Taking Ontarian’s tax money with promises of universal government-run health care, then saying oh,well, you can go across the border if we can’t deliver, is a bait-and-switch routine. Why should we be forced to pay all these health taxes to prop up the Liberal health-monopoly, then have to pay again to obtain care in another country?!
By the way, the article’s unnamed 2005 Supreme Court decision was the very significant Chaoulli decision in Quebec. McGuinty’s Ontario Liberals are facing a similar constitutional challenge now before the court, the McCreith/Holmes health care challenge.

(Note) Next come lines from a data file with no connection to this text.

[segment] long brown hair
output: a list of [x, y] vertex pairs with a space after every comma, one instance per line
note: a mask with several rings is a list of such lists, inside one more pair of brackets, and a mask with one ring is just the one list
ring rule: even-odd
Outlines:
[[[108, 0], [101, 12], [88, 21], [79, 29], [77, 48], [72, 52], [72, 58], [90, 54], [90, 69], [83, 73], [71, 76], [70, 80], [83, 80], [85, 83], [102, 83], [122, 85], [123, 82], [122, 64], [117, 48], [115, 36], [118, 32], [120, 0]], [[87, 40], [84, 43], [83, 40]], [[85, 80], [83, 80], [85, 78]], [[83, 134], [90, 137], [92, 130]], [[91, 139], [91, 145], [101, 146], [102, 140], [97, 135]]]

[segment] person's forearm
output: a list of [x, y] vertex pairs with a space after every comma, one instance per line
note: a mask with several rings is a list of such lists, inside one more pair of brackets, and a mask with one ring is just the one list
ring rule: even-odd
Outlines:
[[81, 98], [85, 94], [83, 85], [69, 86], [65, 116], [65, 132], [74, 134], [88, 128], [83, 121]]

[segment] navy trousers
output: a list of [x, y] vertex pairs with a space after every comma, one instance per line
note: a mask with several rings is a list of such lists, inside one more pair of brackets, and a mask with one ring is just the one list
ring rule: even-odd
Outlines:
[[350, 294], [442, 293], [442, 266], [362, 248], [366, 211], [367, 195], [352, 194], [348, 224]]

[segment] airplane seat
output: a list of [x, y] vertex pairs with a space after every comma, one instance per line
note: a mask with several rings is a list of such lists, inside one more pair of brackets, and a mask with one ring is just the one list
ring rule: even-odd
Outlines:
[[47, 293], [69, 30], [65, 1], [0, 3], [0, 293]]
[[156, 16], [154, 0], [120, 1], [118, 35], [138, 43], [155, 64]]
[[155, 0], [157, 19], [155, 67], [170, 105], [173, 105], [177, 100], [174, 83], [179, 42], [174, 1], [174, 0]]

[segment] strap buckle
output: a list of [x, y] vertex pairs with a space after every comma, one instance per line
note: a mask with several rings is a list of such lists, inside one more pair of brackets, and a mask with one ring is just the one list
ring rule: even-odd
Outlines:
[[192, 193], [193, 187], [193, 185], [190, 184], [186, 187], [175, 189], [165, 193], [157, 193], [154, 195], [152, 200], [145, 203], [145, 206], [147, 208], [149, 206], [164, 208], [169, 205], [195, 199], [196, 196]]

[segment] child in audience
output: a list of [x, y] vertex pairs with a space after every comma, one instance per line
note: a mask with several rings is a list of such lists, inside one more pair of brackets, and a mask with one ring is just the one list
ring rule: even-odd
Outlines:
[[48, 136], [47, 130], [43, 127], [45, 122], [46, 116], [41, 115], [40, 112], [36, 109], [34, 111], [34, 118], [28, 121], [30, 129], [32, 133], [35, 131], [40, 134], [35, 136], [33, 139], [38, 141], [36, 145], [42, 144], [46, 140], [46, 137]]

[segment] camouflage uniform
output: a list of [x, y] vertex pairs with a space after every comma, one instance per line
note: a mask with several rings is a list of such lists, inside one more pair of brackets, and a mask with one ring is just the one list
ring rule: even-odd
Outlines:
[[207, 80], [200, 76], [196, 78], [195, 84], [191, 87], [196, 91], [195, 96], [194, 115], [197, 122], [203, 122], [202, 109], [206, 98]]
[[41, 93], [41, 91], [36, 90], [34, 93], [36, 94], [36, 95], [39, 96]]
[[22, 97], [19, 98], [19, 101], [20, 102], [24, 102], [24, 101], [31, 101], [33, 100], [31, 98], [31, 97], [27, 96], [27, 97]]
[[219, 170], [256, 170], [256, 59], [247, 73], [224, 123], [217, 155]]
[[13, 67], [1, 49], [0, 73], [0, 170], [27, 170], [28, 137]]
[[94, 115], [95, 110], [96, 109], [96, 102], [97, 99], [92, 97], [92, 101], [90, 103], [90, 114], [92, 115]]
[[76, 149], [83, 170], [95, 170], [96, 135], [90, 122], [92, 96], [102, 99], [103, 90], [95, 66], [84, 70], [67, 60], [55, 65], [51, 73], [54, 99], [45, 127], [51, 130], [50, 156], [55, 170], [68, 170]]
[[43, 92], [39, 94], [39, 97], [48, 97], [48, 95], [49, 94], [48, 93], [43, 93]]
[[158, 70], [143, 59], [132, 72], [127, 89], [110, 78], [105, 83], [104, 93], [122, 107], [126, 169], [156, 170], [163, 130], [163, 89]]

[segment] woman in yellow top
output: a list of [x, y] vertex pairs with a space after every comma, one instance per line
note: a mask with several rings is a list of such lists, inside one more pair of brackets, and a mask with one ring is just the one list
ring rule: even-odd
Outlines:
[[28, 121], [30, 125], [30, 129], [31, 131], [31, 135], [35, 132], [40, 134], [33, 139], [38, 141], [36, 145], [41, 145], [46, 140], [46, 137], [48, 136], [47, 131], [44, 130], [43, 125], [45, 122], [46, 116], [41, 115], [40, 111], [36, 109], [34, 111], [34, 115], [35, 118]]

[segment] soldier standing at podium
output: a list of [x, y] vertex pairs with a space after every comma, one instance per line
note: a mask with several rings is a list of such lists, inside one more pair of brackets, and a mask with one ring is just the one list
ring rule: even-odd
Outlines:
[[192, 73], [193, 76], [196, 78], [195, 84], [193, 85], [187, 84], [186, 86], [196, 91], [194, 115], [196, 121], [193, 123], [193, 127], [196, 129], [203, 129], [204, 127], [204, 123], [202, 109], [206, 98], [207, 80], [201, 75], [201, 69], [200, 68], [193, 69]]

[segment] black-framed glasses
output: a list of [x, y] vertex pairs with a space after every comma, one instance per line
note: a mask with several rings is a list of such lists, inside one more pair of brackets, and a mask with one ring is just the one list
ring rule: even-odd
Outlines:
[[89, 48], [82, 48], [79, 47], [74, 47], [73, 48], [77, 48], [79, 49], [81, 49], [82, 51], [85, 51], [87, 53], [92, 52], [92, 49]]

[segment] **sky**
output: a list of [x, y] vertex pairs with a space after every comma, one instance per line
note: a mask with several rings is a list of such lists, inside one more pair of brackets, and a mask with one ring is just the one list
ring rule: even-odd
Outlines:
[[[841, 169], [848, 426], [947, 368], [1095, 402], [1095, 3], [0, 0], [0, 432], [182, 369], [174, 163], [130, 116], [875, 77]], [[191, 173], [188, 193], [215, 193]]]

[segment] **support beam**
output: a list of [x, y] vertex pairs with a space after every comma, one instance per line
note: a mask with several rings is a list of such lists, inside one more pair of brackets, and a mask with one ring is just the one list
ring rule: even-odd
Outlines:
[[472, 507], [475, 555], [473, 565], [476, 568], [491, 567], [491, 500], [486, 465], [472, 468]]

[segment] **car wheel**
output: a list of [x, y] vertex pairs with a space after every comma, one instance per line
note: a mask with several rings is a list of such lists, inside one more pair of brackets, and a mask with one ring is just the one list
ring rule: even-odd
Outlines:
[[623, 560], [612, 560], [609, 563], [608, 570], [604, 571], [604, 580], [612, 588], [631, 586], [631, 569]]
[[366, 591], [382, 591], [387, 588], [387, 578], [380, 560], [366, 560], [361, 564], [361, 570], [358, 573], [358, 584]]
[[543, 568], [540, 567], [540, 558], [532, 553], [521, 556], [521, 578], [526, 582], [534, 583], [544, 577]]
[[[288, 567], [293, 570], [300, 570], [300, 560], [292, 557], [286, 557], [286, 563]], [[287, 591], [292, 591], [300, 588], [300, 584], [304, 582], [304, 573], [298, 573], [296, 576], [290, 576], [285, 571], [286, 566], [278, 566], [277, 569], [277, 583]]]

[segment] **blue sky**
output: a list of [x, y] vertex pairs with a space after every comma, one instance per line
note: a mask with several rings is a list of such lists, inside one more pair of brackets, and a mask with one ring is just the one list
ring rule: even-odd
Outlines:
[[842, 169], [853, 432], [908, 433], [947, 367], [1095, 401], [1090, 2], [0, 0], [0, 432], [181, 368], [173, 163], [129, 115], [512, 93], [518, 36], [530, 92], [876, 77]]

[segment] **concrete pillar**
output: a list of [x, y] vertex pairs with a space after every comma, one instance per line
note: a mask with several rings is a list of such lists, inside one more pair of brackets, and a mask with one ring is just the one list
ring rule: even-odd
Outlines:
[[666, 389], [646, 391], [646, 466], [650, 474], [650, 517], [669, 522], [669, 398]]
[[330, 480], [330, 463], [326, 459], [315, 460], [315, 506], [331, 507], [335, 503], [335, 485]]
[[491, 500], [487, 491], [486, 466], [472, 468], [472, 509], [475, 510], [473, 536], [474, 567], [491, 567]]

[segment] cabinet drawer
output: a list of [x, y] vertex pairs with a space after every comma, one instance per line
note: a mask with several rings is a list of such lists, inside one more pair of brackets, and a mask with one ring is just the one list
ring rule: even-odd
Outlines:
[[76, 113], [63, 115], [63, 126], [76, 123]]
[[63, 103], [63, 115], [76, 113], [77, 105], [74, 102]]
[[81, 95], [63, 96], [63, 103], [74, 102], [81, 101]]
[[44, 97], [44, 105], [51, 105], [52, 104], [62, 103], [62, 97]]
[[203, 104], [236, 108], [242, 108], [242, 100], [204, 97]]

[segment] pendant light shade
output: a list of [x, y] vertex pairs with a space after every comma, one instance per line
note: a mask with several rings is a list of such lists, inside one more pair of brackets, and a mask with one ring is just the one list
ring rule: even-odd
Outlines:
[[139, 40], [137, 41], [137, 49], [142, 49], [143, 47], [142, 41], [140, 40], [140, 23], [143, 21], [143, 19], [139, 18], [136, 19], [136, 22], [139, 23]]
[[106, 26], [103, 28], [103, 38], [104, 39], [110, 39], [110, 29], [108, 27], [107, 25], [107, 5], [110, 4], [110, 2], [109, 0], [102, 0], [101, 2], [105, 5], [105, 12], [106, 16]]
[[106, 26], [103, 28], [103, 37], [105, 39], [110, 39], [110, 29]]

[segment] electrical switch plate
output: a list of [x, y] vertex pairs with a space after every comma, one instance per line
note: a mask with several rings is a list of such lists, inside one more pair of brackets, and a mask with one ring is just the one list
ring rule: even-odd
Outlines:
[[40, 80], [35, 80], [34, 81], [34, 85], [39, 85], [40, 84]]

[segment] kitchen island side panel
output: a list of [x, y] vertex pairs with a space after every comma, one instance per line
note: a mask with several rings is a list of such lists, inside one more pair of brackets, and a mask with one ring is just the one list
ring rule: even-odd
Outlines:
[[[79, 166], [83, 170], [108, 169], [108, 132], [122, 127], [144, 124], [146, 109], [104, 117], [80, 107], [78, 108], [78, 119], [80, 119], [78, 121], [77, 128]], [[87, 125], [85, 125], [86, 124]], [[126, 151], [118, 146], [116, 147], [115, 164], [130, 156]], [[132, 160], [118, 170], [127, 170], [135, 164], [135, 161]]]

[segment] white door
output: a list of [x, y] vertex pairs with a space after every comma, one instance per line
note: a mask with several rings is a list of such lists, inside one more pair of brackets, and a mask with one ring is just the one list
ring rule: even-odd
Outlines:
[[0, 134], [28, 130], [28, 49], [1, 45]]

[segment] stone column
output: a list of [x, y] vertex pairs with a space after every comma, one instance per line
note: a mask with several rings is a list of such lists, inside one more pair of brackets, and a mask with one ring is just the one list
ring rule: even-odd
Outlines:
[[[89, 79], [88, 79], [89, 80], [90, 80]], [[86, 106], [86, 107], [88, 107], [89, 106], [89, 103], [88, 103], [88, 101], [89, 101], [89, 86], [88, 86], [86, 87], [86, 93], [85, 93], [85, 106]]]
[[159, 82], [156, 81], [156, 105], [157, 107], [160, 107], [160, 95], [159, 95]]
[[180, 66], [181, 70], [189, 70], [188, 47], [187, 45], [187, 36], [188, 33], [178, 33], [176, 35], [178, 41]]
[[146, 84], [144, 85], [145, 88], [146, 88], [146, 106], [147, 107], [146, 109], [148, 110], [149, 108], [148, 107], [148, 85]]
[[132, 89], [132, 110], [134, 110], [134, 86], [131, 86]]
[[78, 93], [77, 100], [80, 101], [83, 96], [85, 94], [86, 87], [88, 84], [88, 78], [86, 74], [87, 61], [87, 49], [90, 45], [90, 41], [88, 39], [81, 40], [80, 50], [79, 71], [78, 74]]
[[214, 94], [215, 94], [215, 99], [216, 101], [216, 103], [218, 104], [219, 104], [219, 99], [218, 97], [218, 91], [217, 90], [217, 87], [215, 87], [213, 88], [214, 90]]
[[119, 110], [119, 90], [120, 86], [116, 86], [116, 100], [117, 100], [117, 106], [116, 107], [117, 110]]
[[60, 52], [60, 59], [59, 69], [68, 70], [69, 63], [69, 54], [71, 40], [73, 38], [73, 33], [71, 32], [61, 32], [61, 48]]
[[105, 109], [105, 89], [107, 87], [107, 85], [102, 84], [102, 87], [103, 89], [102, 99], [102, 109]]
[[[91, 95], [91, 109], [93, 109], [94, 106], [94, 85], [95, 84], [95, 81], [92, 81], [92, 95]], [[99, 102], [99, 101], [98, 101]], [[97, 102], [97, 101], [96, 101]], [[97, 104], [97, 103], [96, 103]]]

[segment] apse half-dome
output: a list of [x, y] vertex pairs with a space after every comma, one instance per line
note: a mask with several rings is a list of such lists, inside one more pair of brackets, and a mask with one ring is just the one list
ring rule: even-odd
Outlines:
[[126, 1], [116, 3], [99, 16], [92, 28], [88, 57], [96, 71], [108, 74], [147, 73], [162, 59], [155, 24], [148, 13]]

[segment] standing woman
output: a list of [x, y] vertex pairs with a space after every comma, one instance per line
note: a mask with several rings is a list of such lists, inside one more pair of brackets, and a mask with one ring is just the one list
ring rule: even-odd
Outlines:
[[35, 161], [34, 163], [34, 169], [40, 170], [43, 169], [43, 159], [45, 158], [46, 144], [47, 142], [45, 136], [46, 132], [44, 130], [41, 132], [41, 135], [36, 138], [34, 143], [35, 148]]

Sullivan claims that the number of patients going to “cross the border…are miniscule.” Is it the U.S. border he’s referring to? And, what specifically are these numbers which he sees are “miniscule”? What is the source of his data?
Sullivan does say that this insurance policy development is not the nail in the coffin of public health care. This article is actually talking about SOLUTIONS to government-run health care schemes. Why wasn’t it headlined as such in the Standard? The headline could have more aptly read “Single-payer, universal, state-run health monopolies are an assault on actual health care” or, "Wait time insurance seen as solution to state-run medicare failures."
I wonder if MPP Jim Bradley and his merry band of Liberal health-care-monopolists will assault patient's rights by assaulting this wait-time insurance idea in Ontario.